The counter of the Petit Bar in Paris.

JULIEN BOUDISSEAU / LE FIGARO

Gaël Brulé, sociologist of happiness: "

At the bistro, we feed on each other's eyes

"

Gaël Brulé is a sociologist specializing in happiness and a researcher at the University of Geneva, Switzerland.

He is the author of

Small Mythologies of French Happiness (Dunod editions, 2020)

, in which he describes hedonism as one of the French cultural dimensions.

LE FIGARO.

- What do bars and restaurants represent for the French?

Gael BRULÉ.

-

They are the backbone of our society.

We socialize there, we build our relationships.

In cities as well as in the countryside, these businesses always occupy a strategic place: at the corner of streets and boulevards, or on the square of a village.

They are central places because they structure everyday life.

The meals themselves are already of particular importance for the French: in my book, I compare the number of minutes spent at the table in France with that of other European countries, and we are unsurprisingly in first place .

Is a restaurant meal really that different from a meal at home, alone or with friends?

At home, we are reclusive with family or closest friends.

We consolidate what we call, in sociology, our strong links.

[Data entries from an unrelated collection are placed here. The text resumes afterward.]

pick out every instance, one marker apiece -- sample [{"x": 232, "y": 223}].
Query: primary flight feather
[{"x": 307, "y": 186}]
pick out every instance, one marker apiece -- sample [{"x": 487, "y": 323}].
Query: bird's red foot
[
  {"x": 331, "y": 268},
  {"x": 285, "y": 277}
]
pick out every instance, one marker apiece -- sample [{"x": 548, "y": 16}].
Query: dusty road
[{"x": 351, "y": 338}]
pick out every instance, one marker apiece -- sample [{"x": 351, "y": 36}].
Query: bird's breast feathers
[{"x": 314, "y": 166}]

At the restaurant, we forge our weak ties, since we feed on the views of each other, strangers, and we feed on the surrounding discussions.

So we have the impression of being part of a whole, of making, in a way, society.

This is also why the French are so numerous to go to the bistro alone.

Does the persistence of sanitary restrictions risk killing our relationship with terraces and at the counter?

There is a significant risk, indeed.

A year of confinement can make a lasting impression on us.

To what extent, on the other hand, I do not know: will we almost no longer go to closed places?

Will there be fewer of us?

Are we going to lose the “

melee

effect

at the bar?

We can draw a parallel with the arrival of smartphones, which has changed the way we consume, communicate, and present ourselves to others.

Each era brings its share of changes, and I have always been fascinated by the ability of humans to find an implausible situation normal a few years ago.

I am actually afraid that health restrictions will multiply the existence of small physical islands, connected by digital.